What’s the best wine for mimosas?

The best wine for mimosas is Prosecco, ideally a dry Brut. La Marca Prosecco ($18.97) is the benchmark, and Mionetto Prosecco Brut ($16.97) is the value alternative. Both are dry enough to balance the sweetness of fresh orange juice without making the drink feel cloying. The classic mimosa proportions are three parts Prosecco to one part freshly squeezed juice, no added sugar or syrup, served in a champagne flute or small wine glass. For a more interesting mimosa, swap regular Prosecco for La Marca Prosecco Rosé and use grapefruit juice instead of orange.

What wine pairs with bacon at brunch?

Bacon pairs beautifully with a light Pinot Noir or an off-dry Riesling. The smoky, salty, fatty character of bacon needs a wine with bright acidity and soft tannins. Louis Latour Bourgogne Pinot Noir ($25) is the easiest option: classic Burgundy, light-bodied, around 13% ABV, with cherry and forest-floor notes that complement the smoke in the bacon. Serve it slightly chilled (15 minutes in the fridge) to keep the wine fresh against the salt. A sparkling rosé like La Marca Prosecco Rosé also works for the bacon-with-eggs-and-toast spread.

What wine goes with avocado toast?

Avocado toast calls for a crisp white wine with bright acidity, ideally Sauvignon Blanc. Kim Crawford Sauvignon Blanc ($18, 90 James Suckling) is the everyday answer: lime, fresh herbs, and a clean dry finish that lifts the creamy avocado. Cloudy Bay Sauvignon Blanc ($35, 93 Wine Spectator) is the upgrade. Grüner Veltliner is another strong option if you can find it, the savoury celery note plays beautifully with avocado. A dry Champagne or Prosecco also works for an avocado toast topped with smoked salmon.

What’s the best low-alcohol wine for brunch?

The best low-alcohol options for brunch are Moscato d’Asti (around 5.5% ABV) and Asti Spumante (around 7.5% ABV), both from Piedmont in northern Italy. Saracco Moscato d’Asti ($15.97) is the benchmark, with peach and orange blossom flavors and a gentle fizz that handles sweet brunch food perfectly. For a slightly higher tier, most Italian Pinot Grigio (around 12%) and Provence rosé (around 12.5%) sit at sensible levels. The general goal at brunch is to drink wines that let you stay sharp through a long meal rather than forcing an afternoon nap.

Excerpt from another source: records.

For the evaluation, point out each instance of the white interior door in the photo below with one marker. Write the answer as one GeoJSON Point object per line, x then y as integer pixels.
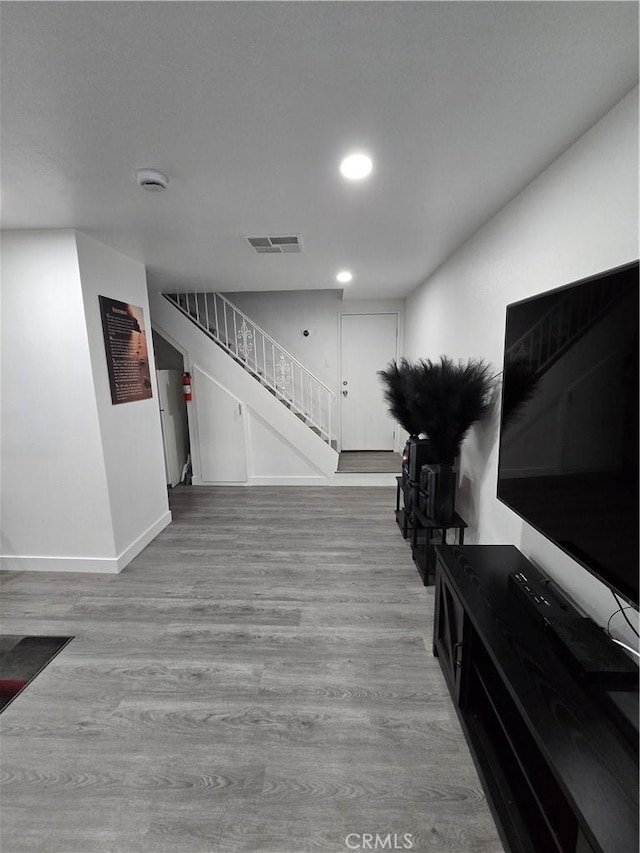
{"type": "Point", "coordinates": [221, 433]}
{"type": "Point", "coordinates": [175, 427]}
{"type": "Point", "coordinates": [368, 343]}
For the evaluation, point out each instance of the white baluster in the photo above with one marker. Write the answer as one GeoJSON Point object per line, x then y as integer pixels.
{"type": "Point", "coordinates": [235, 332]}
{"type": "Point", "coordinates": [273, 365]}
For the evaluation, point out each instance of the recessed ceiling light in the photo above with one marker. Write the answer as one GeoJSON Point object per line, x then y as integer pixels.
{"type": "Point", "coordinates": [356, 166]}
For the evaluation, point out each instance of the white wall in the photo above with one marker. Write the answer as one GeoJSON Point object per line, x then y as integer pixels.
{"type": "Point", "coordinates": [55, 504]}
{"type": "Point", "coordinates": [286, 314]}
{"type": "Point", "coordinates": [578, 218]}
{"type": "Point", "coordinates": [64, 506]}
{"type": "Point", "coordinates": [258, 441]}
{"type": "Point", "coordinates": [131, 432]}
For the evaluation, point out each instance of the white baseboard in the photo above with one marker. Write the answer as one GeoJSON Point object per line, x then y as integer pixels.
{"type": "Point", "coordinates": [307, 480]}
{"type": "Point", "coordinates": [142, 541]}
{"type": "Point", "coordinates": [92, 565]}
{"type": "Point", "coordinates": [346, 479]}
{"type": "Point", "coordinates": [342, 479]}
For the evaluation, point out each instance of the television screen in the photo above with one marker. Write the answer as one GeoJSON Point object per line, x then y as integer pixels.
{"type": "Point", "coordinates": [569, 424]}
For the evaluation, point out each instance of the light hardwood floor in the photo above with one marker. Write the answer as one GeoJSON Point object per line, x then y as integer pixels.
{"type": "Point", "coordinates": [259, 679]}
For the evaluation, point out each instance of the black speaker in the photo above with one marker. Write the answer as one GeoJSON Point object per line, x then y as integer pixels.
{"type": "Point", "coordinates": [417, 452]}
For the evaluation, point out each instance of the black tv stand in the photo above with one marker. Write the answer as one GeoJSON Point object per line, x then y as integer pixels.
{"type": "Point", "coordinates": [559, 767]}
{"type": "Point", "coordinates": [584, 646]}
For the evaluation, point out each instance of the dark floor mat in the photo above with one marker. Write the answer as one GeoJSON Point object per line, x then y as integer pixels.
{"type": "Point", "coordinates": [21, 659]}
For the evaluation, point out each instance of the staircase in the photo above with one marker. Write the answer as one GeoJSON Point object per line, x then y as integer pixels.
{"type": "Point", "coordinates": [569, 319]}
{"type": "Point", "coordinates": [263, 358]}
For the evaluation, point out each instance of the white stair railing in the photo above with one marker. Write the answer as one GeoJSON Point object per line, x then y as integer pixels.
{"type": "Point", "coordinates": [567, 320]}
{"type": "Point", "coordinates": [289, 380]}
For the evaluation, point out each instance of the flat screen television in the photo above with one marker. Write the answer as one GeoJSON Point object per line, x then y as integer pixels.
{"type": "Point", "coordinates": [568, 462]}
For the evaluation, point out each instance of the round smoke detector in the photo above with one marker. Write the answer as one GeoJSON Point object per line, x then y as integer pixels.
{"type": "Point", "coordinates": [152, 180]}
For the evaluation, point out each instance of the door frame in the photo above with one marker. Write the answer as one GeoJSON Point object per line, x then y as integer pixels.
{"type": "Point", "coordinates": [399, 333]}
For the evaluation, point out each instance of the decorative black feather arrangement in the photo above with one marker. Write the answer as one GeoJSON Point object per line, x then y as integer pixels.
{"type": "Point", "coordinates": [401, 381]}
{"type": "Point", "coordinates": [519, 384]}
{"type": "Point", "coordinates": [441, 399]}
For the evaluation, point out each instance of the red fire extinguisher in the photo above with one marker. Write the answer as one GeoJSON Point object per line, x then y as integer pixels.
{"type": "Point", "coordinates": [186, 386]}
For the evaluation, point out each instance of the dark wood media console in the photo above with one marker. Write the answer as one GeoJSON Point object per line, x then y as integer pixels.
{"type": "Point", "coordinates": [559, 769]}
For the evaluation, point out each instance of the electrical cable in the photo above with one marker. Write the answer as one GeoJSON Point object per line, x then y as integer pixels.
{"type": "Point", "coordinates": [622, 610]}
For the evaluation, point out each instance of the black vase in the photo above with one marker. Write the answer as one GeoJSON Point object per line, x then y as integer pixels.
{"type": "Point", "coordinates": [440, 484]}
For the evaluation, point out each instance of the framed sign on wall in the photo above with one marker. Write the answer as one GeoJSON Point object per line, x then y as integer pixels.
{"type": "Point", "coordinates": [125, 344]}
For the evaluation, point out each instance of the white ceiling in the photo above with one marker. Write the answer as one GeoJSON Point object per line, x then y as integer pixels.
{"type": "Point", "coordinates": [249, 107]}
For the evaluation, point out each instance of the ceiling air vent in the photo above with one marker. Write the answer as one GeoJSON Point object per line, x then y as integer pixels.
{"type": "Point", "coordinates": [276, 245]}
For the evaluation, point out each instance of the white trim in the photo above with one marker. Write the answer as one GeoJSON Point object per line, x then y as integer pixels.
{"type": "Point", "coordinates": [302, 480]}
{"type": "Point", "coordinates": [339, 397]}
{"type": "Point", "coordinates": [92, 565]}
{"type": "Point", "coordinates": [138, 545]}
{"type": "Point", "coordinates": [347, 479]}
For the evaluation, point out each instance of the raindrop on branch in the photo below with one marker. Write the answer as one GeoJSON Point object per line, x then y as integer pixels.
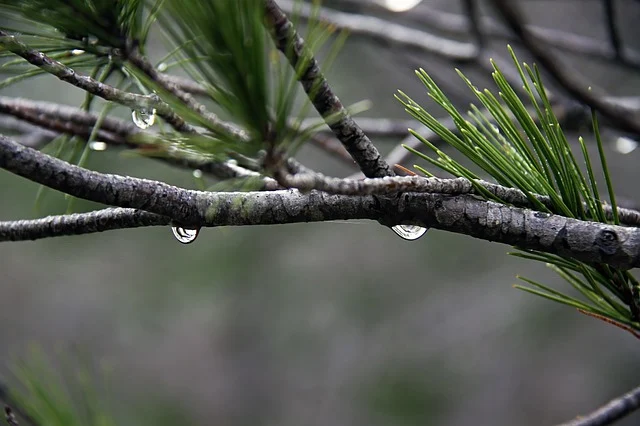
{"type": "Point", "coordinates": [625, 145]}
{"type": "Point", "coordinates": [409, 232]}
{"type": "Point", "coordinates": [143, 118]}
{"type": "Point", "coordinates": [185, 235]}
{"type": "Point", "coordinates": [97, 146]}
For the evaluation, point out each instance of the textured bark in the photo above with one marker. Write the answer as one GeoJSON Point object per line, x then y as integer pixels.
{"type": "Point", "coordinates": [80, 223]}
{"type": "Point", "coordinates": [587, 241]}
{"type": "Point", "coordinates": [109, 93]}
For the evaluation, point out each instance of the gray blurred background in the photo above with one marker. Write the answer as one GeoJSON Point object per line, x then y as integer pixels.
{"type": "Point", "coordinates": [321, 324]}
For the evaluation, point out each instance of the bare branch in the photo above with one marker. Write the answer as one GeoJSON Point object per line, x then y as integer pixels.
{"type": "Point", "coordinates": [324, 100]}
{"type": "Point", "coordinates": [570, 79]}
{"type": "Point", "coordinates": [610, 413]}
{"type": "Point", "coordinates": [393, 185]}
{"type": "Point", "coordinates": [74, 121]}
{"type": "Point", "coordinates": [612, 28]}
{"type": "Point", "coordinates": [92, 86]}
{"type": "Point", "coordinates": [381, 29]}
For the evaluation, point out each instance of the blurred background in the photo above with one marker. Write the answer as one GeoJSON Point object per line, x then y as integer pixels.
{"type": "Point", "coordinates": [330, 323]}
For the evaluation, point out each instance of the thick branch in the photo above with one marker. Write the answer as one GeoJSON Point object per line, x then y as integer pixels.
{"type": "Point", "coordinates": [610, 413]}
{"type": "Point", "coordinates": [621, 116]}
{"type": "Point", "coordinates": [388, 31]}
{"type": "Point", "coordinates": [586, 241]}
{"type": "Point", "coordinates": [394, 185]}
{"type": "Point", "coordinates": [88, 84]}
{"type": "Point", "coordinates": [212, 120]}
{"type": "Point", "coordinates": [324, 100]}
{"type": "Point", "coordinates": [74, 121]}
{"type": "Point", "coordinates": [80, 223]}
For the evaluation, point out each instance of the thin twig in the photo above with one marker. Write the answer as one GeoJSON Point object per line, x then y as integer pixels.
{"type": "Point", "coordinates": [76, 122]}
{"type": "Point", "coordinates": [613, 411]}
{"type": "Point", "coordinates": [612, 28]}
{"type": "Point", "coordinates": [387, 31]}
{"type": "Point", "coordinates": [570, 79]}
{"type": "Point", "coordinates": [417, 184]}
{"type": "Point", "coordinates": [324, 100]}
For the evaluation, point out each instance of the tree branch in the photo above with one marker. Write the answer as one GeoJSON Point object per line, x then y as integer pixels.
{"type": "Point", "coordinates": [610, 413]}
{"type": "Point", "coordinates": [388, 31]}
{"type": "Point", "coordinates": [586, 241]}
{"type": "Point", "coordinates": [88, 84]}
{"type": "Point", "coordinates": [79, 223]}
{"type": "Point", "coordinates": [74, 121]}
{"type": "Point", "coordinates": [324, 100]}
{"type": "Point", "coordinates": [621, 116]}
{"type": "Point", "coordinates": [214, 123]}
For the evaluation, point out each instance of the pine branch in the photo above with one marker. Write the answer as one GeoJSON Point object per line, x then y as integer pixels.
{"type": "Point", "coordinates": [611, 412]}
{"type": "Point", "coordinates": [214, 123]}
{"type": "Point", "coordinates": [76, 122]}
{"type": "Point", "coordinates": [388, 31]}
{"type": "Point", "coordinates": [459, 24]}
{"type": "Point", "coordinates": [88, 84]}
{"type": "Point", "coordinates": [79, 223]}
{"type": "Point", "coordinates": [324, 100]}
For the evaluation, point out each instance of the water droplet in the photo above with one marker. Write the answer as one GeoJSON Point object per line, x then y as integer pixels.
{"type": "Point", "coordinates": [142, 118]}
{"type": "Point", "coordinates": [97, 146]}
{"type": "Point", "coordinates": [399, 5]}
{"type": "Point", "coordinates": [409, 232]}
{"type": "Point", "coordinates": [625, 145]}
{"type": "Point", "coordinates": [185, 235]}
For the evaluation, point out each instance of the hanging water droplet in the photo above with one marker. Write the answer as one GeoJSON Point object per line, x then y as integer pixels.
{"type": "Point", "coordinates": [97, 146]}
{"type": "Point", "coordinates": [409, 232]}
{"type": "Point", "coordinates": [185, 235]}
{"type": "Point", "coordinates": [143, 118]}
{"type": "Point", "coordinates": [625, 145]}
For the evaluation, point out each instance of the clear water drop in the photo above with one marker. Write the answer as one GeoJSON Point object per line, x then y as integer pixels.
{"type": "Point", "coordinates": [399, 5]}
{"type": "Point", "coordinates": [97, 146]}
{"type": "Point", "coordinates": [185, 235]}
{"type": "Point", "coordinates": [625, 145]}
{"type": "Point", "coordinates": [143, 118]}
{"type": "Point", "coordinates": [409, 232]}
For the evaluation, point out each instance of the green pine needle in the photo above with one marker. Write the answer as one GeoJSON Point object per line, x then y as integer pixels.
{"type": "Point", "coordinates": [523, 146]}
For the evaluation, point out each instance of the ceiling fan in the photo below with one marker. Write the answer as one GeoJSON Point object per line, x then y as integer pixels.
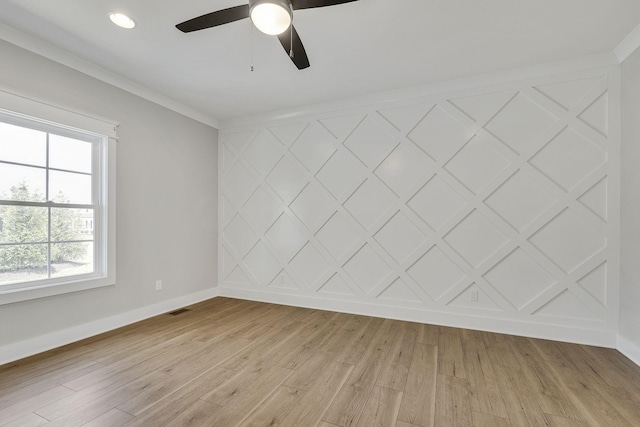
{"type": "Point", "coordinates": [273, 17]}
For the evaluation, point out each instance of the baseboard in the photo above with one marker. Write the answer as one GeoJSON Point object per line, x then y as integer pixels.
{"type": "Point", "coordinates": [597, 337]}
{"type": "Point", "coordinates": [22, 349]}
{"type": "Point", "coordinates": [629, 349]}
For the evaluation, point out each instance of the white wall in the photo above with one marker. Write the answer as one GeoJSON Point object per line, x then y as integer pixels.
{"type": "Point", "coordinates": [166, 209]}
{"type": "Point", "coordinates": [410, 208]}
{"type": "Point", "coordinates": [630, 211]}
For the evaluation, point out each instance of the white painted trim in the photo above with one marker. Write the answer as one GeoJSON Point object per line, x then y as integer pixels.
{"type": "Point", "coordinates": [628, 45]}
{"type": "Point", "coordinates": [61, 56]}
{"type": "Point", "coordinates": [597, 337]}
{"type": "Point", "coordinates": [629, 349]}
{"type": "Point", "coordinates": [574, 65]}
{"type": "Point", "coordinates": [22, 349]}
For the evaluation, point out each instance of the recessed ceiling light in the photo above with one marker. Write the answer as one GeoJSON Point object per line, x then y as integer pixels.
{"type": "Point", "coordinates": [122, 20]}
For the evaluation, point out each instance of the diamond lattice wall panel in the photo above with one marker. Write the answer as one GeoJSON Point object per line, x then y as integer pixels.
{"type": "Point", "coordinates": [491, 207]}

Is sparkling wine the best wine for brunch?

Sparkling wine is the most versatile brunch wine, but it’s not the only answer. Prosecco, Champagne, Cava, and Crémant all earn their spot here because the bubbles cut through rich foods, the acidity refreshes between bites, and the lower alcohol content suits a long meal. Our sparkling wine explainer breaks down the differences in style if you want to choose by method rather than label. That said, a creamy Chardonnay handles eggs Benedict better, a Sauvignon Blanc beats sparkling next to avocado toast, and a Moscato d’Asti is the only correct answer for pancakes drowned in maple syrup. Sparkling wine is the safe default. The other styles are the smarter calls when the food on the table demands them.